Building boundaries only works if they’re maintained. I learned some great things before I stopped seeing my therapist in the middle of 2018. That’s when I wanted to start guiding my own course. Not purposefully, of course.
But I vividly remember feeling the awkward tension in my chest as I painted a rosier picture of my new relationship during our last session though I did have some concerns and felt the weight of red flags. I didn’t want to admit or face any mistake I was making to avoid dealing with immediate pain.
We all know what they say about hindsight.
I can see more clearly every day how I got to where I am right now. I take full responsibility for my poor choices. No one forced a day’s actions upon me. As a sensitive person and an only child, I become grossly codependent at low points.

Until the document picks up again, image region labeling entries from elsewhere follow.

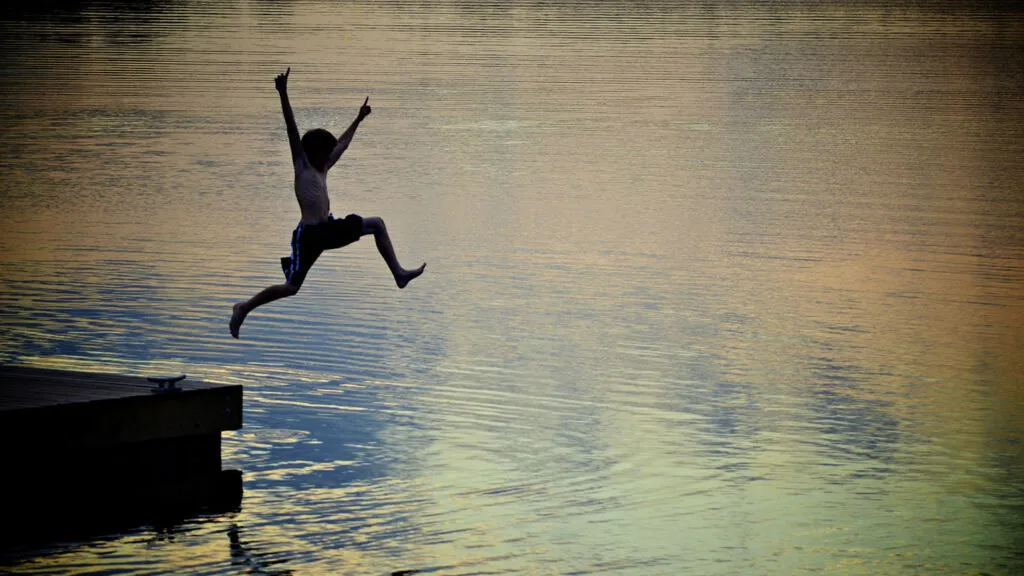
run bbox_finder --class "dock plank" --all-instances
[0,366,242,446]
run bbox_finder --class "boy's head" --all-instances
[302,128,338,172]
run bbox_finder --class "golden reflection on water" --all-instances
[0,2,1024,574]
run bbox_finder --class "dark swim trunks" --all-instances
[281,214,362,288]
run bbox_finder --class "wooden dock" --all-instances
[0,366,242,532]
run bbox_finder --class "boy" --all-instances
[228,68,427,338]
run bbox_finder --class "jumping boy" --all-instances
[228,68,427,338]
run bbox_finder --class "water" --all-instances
[0,1,1024,575]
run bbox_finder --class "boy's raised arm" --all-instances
[327,96,372,170]
[273,67,306,165]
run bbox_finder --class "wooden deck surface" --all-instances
[0,366,242,447]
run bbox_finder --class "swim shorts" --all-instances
[281,214,362,288]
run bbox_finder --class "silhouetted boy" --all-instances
[228,68,426,338]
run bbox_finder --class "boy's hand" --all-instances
[273,67,292,92]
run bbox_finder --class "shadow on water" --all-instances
[0,470,243,553]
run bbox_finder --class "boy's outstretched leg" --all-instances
[227,284,299,338]
[362,216,427,288]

I have weak boundaries. I take medicine everyday to help me feel better. I need to talk to my therapist. I’m going tomorrow, as I have been avoiding for a year a half. It’s going to be good for me.

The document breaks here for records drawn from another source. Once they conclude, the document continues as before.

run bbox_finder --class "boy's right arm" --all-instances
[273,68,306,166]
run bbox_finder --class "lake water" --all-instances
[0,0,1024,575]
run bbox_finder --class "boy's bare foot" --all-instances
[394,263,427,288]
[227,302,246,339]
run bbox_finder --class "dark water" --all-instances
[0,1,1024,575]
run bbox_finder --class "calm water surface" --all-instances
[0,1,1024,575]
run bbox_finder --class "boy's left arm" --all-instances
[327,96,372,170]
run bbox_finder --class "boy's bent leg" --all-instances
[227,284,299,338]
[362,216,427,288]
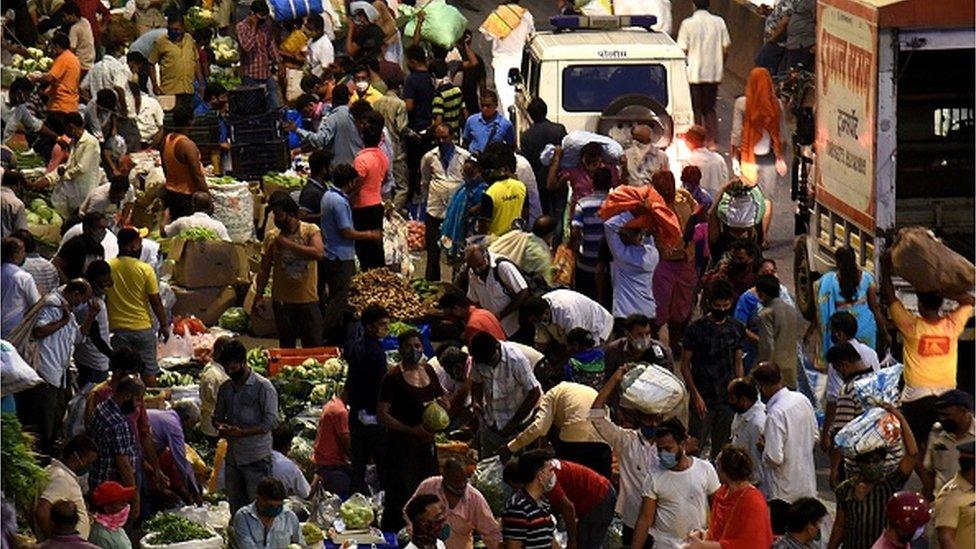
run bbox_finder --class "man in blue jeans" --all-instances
[236,0,284,111]
[213,339,278,513]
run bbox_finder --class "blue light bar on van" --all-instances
[549,15,657,31]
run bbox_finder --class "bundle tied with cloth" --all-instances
[891,227,976,300]
[834,364,904,459]
[597,185,683,246]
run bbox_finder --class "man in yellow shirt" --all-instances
[105,227,169,387]
[881,250,974,477]
[935,441,976,549]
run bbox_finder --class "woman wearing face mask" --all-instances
[376,330,448,532]
[231,477,305,549]
[687,446,773,549]
[827,403,928,549]
[88,480,136,549]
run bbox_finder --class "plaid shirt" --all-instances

All in all, my worst fear is being alone. Yet I’ve alienated most every friend and family member I have besides my parents over the past two years and isolated myself, turned down invitations, quit responsibilities, almost sabotaged some of the best opportunities I’ve got. I have tremendous anxiety about my parents dying. I don’t have siblings, and with few who truly know my whole life – I am paralyzed by the idea of a world without them. This isn’t continuous, simply latent.
When I distract myself, it’s usually a relationship. Because I made horrible choices in my marriage, I thought I could use someone “highly attentive” in this new love interest. So I jumped right into that seven months later. It was nice until I felt suffocated. It was on and off continuously. The snooping and demands for information when I actually was being trustworthy became exhausting and demeaning. I didn’t leave because of my codependency, for one. Two, I think I believed deep down I deserved someone controlling because of my previous actions in life. And three, just generally not wanting to do the whole breakup thing. The worst angry version of myself was the norm as it got worse and worse and we broke it off over and over. I hate who I became. I wish I hadn’t allowed myself to continue forward, but forgiveness is important.
Finally last summer it was really over. And I started building boundaries again.